Dos personas murieron y seis más resultaron heridas tras un tiroteo registrado la noche del miércoles 3 de enero en el estacionamiento trasero de una iglesia de La Iglesia de Jesucristo de los Santos de los Últimos Días en Salt Lake City, Utah, mientras se realizaba un funeral en el interior del templo. De acuerdo con la policía local, todas las víctimas eran personas adultas y al menos tres se encontraban en estado crítico. Hasta el cierre del miércoles, no había personas detenidas en relación con el incidente.

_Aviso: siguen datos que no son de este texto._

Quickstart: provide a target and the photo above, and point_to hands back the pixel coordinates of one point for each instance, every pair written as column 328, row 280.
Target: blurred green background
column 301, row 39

El ataque ocurrió en una casa de reuniones de ladrillo rojo situada en el noroeste de Salt Lake City, donde acuden principalmente miembros de la comunidad tongana. Según el sitio web del recinto, ahí se ofrecen servicios religiosos en lengua tongana.
Autoridades locales explicaron que el tiroteo no parece estar relacionado con una motivación religiosa ni se trató de un acto aleatorio. El jefe de policía, Brian Redd, indicó que el hecho no se considera un ataque directo contra alguna religión en particular.
Testigos del hecho relataron que varios vecinos acudieron al lugar para prestar ayuda luego de escuchar los disparos. Servicios de emergencia y elementos de seguridad se desplegaron en la zona, con al menos un centenar de vehículos oficiales y varios helicópteros.
La policía continúa recabando evidencia, revisando grabaciones de cámaras de vigilancia y lectores de matrículas cercanos. Por su parte, un portavoz de la iglesia agradeció la rápida intervención de los servicios de emergencia y expresó preocupación ante el uso de la violencia en espacios de culto.